Том 9. Критика и публицистика 1868-1883 - страница 64
— Однако ж до сих пор ведь никто ничего не дал? — возразила моя подруга.
— Конечно, не дал, но из этого не следует, чтобы не могли дать. А как заведете общество, так наверно уж не дадут.
— Ну, это еще бабушка надвое сказала, — отвечала она, — а ты все-таки со мною поедешь.
«Вот тебе и попал, — подумал я, отправляясь в свой кабинет. — Что тут будешь делать? Отказаться — нет никакой возможности. Заедят, со света сживут женщины. Ехать в собрание? Но ведь там, верно, человек двадцать, пожалуй, тридцать будет. Уж самый факт подобных собраний есть вещь незаконная. А там разнесется молва, что был в собрании, следовательно, рассуждал… затевал нечто, положим, законное, но… следовательно, все-таки человек некоторым образом недовольный, протестующий. И зачем это они у нас женское образование какое-то выдумывают? тут надобно бы и мужчин-то разучить, чтобы не высокоумствовали!»
Просто досада меня взяла; веселого расположения духа как не бывало. В то время, на беду мою, как раз шасть в двери Федя Горошков.
Федя Горошков мужчина лет сорока пяти, неуклюжий, длинный, как верста, желчный, ничего не делающий, но уверяющий всех, что он по горло завален работою и не знает отдыха. С утра до вечера он проводит время в том, что собирает разнообразные городские сплетни, преимущественно имеющие политический оттенок, разработывает их по своему вкусу и в украшенном и дополненном виде разносит по своим знакомым под названием новостей. Так как он темперамента меланхолического, то подбор новостей делает обыкновенно в печальном роде. Если вы находитесь в веселом настроении духа, он своею беседою непременно нагонит на вас тоску и скуку; если же вы и без того невеселы, тогда боже вас упаси от беседы с ним.
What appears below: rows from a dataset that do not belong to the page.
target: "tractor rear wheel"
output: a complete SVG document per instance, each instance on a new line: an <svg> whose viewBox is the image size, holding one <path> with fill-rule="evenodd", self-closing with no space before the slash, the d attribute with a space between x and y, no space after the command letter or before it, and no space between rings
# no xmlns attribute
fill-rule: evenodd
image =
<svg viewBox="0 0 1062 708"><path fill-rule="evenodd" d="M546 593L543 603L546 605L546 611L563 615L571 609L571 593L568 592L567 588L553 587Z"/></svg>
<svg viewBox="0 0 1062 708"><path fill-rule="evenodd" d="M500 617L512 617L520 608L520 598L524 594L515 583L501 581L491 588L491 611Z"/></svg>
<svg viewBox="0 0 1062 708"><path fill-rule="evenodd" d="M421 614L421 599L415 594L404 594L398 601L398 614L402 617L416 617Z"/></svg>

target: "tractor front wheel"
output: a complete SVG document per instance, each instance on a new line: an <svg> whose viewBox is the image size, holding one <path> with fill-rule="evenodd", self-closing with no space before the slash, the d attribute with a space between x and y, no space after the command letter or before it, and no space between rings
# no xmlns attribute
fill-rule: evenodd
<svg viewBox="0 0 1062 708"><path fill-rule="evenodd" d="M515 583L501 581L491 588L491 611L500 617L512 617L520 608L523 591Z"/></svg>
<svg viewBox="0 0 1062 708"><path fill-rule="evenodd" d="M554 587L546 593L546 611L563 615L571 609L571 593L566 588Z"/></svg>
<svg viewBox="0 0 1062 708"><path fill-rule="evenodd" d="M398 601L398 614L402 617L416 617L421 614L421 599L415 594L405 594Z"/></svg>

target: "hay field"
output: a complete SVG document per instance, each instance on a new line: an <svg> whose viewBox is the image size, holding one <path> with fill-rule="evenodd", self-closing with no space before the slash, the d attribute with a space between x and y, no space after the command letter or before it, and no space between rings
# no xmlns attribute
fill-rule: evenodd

В прежние времена, находясь в таком почтенном возрасте, Федя Горошков давно, конечно, понял бы, что он не более как сплетник, но в наше прогрессивное время он остается в том убеждении, что носит в душе своей Weltschmerz, и почитает себя политическим деятелем.
— Слышали вы новости? — спрашивал Федя Горошков, вваливаясь в мой кабинет.
— Какие новости? — говорю я.
— Аресты, батюшка, аресты, да ведь какие аресты! Уж тысячи три человек взято!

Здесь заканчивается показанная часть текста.